Second, the pot industry wants people to think that marijuana laws are the cause of gross racial disparities in arrest and incarceration rates. The argument: Legalize pot to reduce minority arrests.

That’s another canard. No state that passed legalization has seen a drop in prison populations. Studies out of Colorado and Washington show African Americans and Hispanics are still twice as likely to be arrested for marijuana. In Washington, DC, marijuana arrests nearly tripled after legalization.

A study funded by the National Institutes of Health showed that the density of marijuana dispensaries was linked to increased property crimes. Researchers found that in Denver, neighborhoods adjacent to marijuana businesses saw more property crimes each year than neighborhoods without a marijuana shop. Of course, crime and other social pathologies related to pot hit lower-income areas first and hardest.

People shouldn’t get locked up for having a joint in their pocket. Legislators can look to advance criminal justice reforms concerning possession of small amounts of marijuana without throwing the doors open to a predatory industry that will have significant and irreconcilable impact on public health. That’s real social justice.

Third, the industry is peddling the message that pot revenue will do everything from fix the subways to help schools in minority neighborhoods.

Jack-pot! Colorado surpasses $1B in marijuana tax revenue

But former Colorado Gov. John Hickenlooper said it best when he called pot revenue “a drop in the bucket.” Former California Gov. Jerry Brown agreed, noting that “we knew there wasn’t going to be any money.” Revenues aren’t going to swell in New York, either. Gov. Andrew Cuomo’s best estimate for pot revenue is $300 million annually, paltry for a state with annual expenditures of $175 billion.

The industry never talks about costs. Law enforcement costs to handle public safety concerns are estimated to range from $820.3 million to more than $1 billion over the first five years for new training and equipment, according to a report from my group, Smart Approaches to Marijuana, and the New York State Sheriffs’ Association. That’s to say nothing of the price of mental-health and other social-services at the local level.

A Washington state traffic study of 2,355 drivers found that only six months after introducing commercial pot, daytime drivers testing positive for THC almost tripled. Traffic fatalities that involved drivers intoxicated with marijuana in Colorado rose by 86% between 2013 and 2017, with roughly one-fifth of all traffic fatalities involving a driver testing positive for marijuana by 2017.

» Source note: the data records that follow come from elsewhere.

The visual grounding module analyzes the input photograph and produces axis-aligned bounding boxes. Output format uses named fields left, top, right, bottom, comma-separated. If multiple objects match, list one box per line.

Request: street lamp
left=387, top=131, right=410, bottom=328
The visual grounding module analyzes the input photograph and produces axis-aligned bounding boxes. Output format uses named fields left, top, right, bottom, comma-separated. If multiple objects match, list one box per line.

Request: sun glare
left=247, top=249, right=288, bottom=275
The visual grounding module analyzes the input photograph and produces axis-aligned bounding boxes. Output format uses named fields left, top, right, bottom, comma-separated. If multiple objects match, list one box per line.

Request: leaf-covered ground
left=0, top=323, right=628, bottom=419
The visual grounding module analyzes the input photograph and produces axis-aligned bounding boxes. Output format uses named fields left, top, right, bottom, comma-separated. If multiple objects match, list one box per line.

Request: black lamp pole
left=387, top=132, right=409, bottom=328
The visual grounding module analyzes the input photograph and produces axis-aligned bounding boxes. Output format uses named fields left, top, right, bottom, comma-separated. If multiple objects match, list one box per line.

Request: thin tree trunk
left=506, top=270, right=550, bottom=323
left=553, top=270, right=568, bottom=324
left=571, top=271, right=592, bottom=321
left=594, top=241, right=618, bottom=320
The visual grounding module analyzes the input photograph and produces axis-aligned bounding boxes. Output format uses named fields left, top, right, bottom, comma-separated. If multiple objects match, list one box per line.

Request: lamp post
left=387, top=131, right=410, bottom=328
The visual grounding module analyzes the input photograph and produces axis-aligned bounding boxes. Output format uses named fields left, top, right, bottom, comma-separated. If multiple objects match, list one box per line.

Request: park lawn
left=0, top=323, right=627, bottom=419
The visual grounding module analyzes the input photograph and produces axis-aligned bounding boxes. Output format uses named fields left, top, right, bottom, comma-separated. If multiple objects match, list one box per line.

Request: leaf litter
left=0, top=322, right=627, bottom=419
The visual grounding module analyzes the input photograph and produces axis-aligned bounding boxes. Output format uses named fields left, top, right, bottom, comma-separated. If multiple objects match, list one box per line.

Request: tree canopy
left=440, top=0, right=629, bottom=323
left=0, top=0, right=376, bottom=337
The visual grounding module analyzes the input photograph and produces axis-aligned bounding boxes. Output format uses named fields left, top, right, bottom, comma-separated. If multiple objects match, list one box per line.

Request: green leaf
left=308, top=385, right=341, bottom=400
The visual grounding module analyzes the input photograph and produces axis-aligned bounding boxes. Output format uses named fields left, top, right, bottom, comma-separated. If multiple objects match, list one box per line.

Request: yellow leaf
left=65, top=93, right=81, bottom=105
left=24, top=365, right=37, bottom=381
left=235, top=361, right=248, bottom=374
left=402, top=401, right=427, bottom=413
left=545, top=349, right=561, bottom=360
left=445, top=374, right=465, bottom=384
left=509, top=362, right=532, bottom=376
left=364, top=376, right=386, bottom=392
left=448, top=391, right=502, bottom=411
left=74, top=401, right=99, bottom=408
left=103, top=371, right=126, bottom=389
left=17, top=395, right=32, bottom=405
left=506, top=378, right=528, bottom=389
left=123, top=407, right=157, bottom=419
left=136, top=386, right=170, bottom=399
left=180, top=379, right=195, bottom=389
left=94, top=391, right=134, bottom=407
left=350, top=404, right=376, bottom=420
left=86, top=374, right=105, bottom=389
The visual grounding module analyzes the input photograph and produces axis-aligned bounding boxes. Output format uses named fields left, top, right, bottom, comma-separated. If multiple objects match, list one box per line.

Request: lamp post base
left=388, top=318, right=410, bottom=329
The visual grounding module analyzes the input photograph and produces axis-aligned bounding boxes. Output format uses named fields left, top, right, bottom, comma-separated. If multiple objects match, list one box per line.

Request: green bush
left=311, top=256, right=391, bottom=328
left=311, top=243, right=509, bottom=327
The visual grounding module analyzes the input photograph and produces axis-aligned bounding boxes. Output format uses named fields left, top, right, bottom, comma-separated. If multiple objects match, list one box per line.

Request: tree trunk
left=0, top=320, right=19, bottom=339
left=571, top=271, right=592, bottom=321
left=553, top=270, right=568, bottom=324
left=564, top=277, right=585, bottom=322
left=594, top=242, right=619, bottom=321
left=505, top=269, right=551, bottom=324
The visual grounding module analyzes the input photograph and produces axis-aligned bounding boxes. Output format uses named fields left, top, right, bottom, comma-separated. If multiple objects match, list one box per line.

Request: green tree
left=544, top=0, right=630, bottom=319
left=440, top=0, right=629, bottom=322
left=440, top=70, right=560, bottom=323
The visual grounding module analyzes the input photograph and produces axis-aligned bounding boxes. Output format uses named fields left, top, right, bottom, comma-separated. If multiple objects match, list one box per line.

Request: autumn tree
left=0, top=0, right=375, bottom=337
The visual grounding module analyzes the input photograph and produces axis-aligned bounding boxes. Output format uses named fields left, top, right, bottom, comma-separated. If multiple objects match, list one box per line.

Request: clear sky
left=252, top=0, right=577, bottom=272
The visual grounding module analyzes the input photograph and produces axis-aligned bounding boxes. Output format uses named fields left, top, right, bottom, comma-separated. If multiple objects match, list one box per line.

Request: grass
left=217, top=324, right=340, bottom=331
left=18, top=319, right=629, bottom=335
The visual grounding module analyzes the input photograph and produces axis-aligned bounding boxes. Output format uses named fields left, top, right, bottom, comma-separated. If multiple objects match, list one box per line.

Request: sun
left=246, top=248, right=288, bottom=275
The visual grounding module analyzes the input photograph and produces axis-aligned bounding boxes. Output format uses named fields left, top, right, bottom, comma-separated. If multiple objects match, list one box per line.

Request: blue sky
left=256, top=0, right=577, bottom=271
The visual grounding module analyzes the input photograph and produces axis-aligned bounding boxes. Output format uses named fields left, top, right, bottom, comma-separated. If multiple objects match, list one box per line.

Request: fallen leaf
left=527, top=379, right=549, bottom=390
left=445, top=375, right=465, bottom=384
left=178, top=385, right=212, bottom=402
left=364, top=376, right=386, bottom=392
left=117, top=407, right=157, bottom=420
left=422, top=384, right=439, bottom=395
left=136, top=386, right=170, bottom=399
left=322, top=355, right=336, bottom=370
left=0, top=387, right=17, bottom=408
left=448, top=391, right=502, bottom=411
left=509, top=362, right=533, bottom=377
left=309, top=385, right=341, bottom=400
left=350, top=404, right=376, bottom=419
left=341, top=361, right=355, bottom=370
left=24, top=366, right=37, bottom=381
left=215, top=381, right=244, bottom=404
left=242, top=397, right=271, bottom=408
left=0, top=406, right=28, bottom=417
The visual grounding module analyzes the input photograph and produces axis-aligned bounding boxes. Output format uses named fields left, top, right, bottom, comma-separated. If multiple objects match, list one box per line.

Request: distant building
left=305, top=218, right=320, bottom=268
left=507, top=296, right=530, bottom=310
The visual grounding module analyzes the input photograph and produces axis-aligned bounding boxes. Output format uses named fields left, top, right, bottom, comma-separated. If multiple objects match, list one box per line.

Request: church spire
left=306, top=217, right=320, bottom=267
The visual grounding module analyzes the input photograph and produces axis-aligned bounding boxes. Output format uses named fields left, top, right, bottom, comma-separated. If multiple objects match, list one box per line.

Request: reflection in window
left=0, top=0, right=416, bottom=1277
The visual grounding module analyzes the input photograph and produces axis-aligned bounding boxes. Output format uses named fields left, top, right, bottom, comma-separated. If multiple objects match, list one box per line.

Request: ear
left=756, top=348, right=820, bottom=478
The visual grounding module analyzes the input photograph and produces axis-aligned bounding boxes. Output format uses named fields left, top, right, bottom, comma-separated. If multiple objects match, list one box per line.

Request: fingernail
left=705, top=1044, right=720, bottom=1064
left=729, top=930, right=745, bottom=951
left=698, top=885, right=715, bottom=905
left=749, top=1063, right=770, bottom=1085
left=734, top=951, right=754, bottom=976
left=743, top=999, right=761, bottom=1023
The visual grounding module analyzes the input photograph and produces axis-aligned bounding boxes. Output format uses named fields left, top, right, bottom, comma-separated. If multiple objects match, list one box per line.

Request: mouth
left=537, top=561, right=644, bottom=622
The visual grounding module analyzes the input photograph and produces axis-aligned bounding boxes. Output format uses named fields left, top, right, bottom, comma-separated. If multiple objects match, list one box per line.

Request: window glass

Finally, pro-pot activists want lawmakers to think that this is about smoking some harmless joints. They ignore the fact that the industry is investing billions in high-potency edible and vaping products that are up to 99% THC. There is a growing body of medical and scientific research that demonstrates prolonged exposure to THC is leading to drops in IQ, psychosis, suicide, depression, schizophrenia and other disorders.

Immediately following commercialization in Colorado, calls to poison centers skyrocketed 80%, because high-potency THC is a dangerous drug.

New York’s leaders shouldn’t buy the spin or allow themselves to be pawns in a corporate-funded social experiment for profit. They need to get this right.